# Data Preprocessing



See also:
https://colab.research.google.com/github/d2l-ai/d2l-pytorch-colab/blob/master/chapter_preliminaries/pandas.ipynb


## Reading dataset

In [9]:
# Create CSV file to play with

import os
os.makedirs(os.path.join('.', 'data', ), exist_ok=True)
data_file = os.path.join('.', 'data', 'house_tiny.csv')
with open(data_file, 'w') as f:
    f.write('''NumRooms,RoofType,Price
NA,NA,127500
2,NA,106000
4,Slate,178100
NA,NA,140000''')


In [10]:
# Read CSV file

import pandas as pd

data = pd.read_csv(data_file)
data


Unnamed: 0,NumRooms,RoofType,Price
0,,,127500
1,2.0,,106000
2,4.0,Slate,178100
3,,,140000


## 2.2.2. Data preparation

**Steps in training data processing:**

1. Separate input columns and target values (labels).
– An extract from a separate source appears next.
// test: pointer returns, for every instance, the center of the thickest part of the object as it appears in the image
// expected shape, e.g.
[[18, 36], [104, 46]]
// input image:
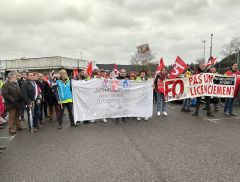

We can select columns either by name or via integer-location based indexing (iloc).

In [11]:
inputs = data.iloc[:, 0:2]
inputs

Unnamed: 0,NumRooms,RoofType
0,,
1,2.0,
2,4.0,Slate
3,,


In [12]:
targets = data.iloc[:, 2]
targets


0    127500
1    106000
2    178100
3    140000
Name: Price, dtype: int64

2. Handle bad data using imputation.
- Categorical data - creates separate column for each category.
- Numerical values - replace NaNs with mean values



In [13]:
inputs, targets = data.iloc[:, 0:2], data.iloc[:, 2]
inputs = pd.get_dummies(inputs, dummy_na=True)
inputs


Unnamed: 0,NumRooms,RoofType_Slate,RoofType_nan
0,,False,True
1,2.0,False,True
2,4.0,True,False
3,,False,True


In [14]:
inputs = inputs.fillna(inputs.mean())
inputs # returns pd.DataFrame

Unnamed: 0,NumRooms,RoofType_Slate,RoofType_nan
0,3.0,False,True
1,2.0,False,True
2,4.0,True,False
3,3.0,False,True


## 2.2.3 Conversion to Tensor format

In [18]:
inputs.values # returns np.ndarray

array([[3.0, False, True],
       [2.0, False, True],
       [4.0, True, False],
       [3.0, False, True]], dtype=object)

In [19]:
import torch

X, y = torch.tensor(inputs.values), torch.tensor(targets.values)
X, y


TypeError: can't convert np.ndarray of type numpy.object_. The only supported types are: float64, float32, float16, complex64, complex128, int64, int32, int16, int8, uint64, uint32, uint16, uint8, and bool.